Ukrainien·nes à Nantes : s’intégrer avec son parcours et selon sa date d’arrivée

22 Mai 2023

Deuxième volet de Fragil sur le sujet des Ukrainien·nes et leur intégration : nous rencontrons Alyona, une jeune artiste peintre ukrainienne. La jeune femme est arrivée à Nantes en 2017. Elle n’a pas fui la guerre comme certain·es de ses compatriotes arrivé·es récemment à Nantes. Sa venue dans les Pays de la Loire est un réel choix de vie, réfléchi et volontaire.

Alyona Osetska retrace son parcours. Elle a suivi des études d’architectures à Kiev, et cela sans jamais arrêter de pratiquer sa passion : la peinture. Après l’obtention de son diplôme en 2009, elle exerce comme architecte d’intérieur et, en même temps, elle crée des peintures à l’huile.
Toujours guidée par le désir de maîtriser sa pratique artistique, elle a suivi des stages aussi bien en Crimée avant la guerre qu’à l’Académie des Arts, dans la datcha* d’un artiste peintre-paysagiste réputé, Arkhip Kouïndji (1841-1910). Après son emménagement à Nantes, elle s’emploie à étudier plus en profondeur l’aquarelle et ses techniques.

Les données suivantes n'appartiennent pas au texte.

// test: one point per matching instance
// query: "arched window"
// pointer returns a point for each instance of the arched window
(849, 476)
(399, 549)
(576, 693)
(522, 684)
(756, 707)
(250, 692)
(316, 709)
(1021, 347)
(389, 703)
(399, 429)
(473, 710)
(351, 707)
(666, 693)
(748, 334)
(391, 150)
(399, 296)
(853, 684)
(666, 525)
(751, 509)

À Nantes, Alyona s’investit dans la rénovation de son appartement. Elle y consacre beaucoup d’énergie et de temps, ce qui lui en laisse moins pour des sorties ou des rencontres. Aujourd’hui, la rénovation est finie et Alyona recherche un travail en lien avec sa passion. Elle aimerait, par exemple, enseigner auprès d’enfants en leur donnant des cours de dessin. Mais, comme souvent dans les situations d’intégration en France, des doutes surgissent et elle confie « Je ne sais pas mais je ne suis peut-être pas le meilleur exemple d’une intégration réussie dans la société française ».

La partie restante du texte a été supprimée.